Remote databases and replication¶
Xapian’s remote database backend allows the database to be located on a different machine and accessed via a custom protocol.
There is also special support for replicating databases to multiple machines, such that only the parts of the database which have been modified are copied; this can be useful for redundancy and load-balancing purposes.
Concurrent access¶
Most backend formats (and certainly the main backend format for each release)
will allow updates to be grouped into transactions, and will allow at least some
old versions of the database to be searched while new ones are being written.
Currently, all the backends only support a single writer existing at a given
time; attempting to open another writer on the same database will throw
Xapian::DatabaseLockError
to indicate that it wasn’t possible to acquire a
lock. Multiple concurrent readers are supported (in addition to the writer).

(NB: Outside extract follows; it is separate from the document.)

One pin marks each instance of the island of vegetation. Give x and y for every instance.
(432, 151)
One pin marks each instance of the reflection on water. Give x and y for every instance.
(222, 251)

When a database is opened for reading, a fixed snapshot of the database is
referenced by the reader, (essentially Multi-Version Concurrency Control).
Updates which are made to the database will not be visible to the reader unless
it calls Xapian::Database::reopen()
. If the reader is already reading
the latest committed version of the database then
reopen()
has no effect and is a cheap operation, so if
you are reusing the same Xapian::Database
object for multiple searches
then it is a reasonable strategy to call reopen()
prior
to each search.
Currently Xapian’s disk based backends have a limitation to their multi-version
concurrency implementation - specifically, at most two versions can exist
concurrently. Therefore a reader will be able to access its snapshot of the
database without limitations when only one change has been made and committed by
the writer, but after the writer has made two changes, readers will receive a
Xapian::DatabaseModifiedError
if they attempt to access a part of the database
which has changed. In this situation, the reader can be updated to the latest
version using the Xapian::Database::reopen()
method.
Locking¶
With the disk-based Xapian backends, when a database is opened for writing, a lock is obtained on the database to ensure that no further writers are opened concurrently. This lock will be released when the database writer is closed (or automatically if the writer process dies).
One unusual feature of Xapian’s locking mechanism (at least on POSIX operating systems other than Linux) is that Xapian forks a subprocess to hold the lock, rather than holding it in the main process. This is to avoid the lock being accidentally released due to the slightly unhelpful semantics of fcntl locks. Linux kernel 3.15 added new OFD fcntl locks which have more helpful semantics which Xapian uses in preference, avoiding the need to fork a subprocess to hold the lock.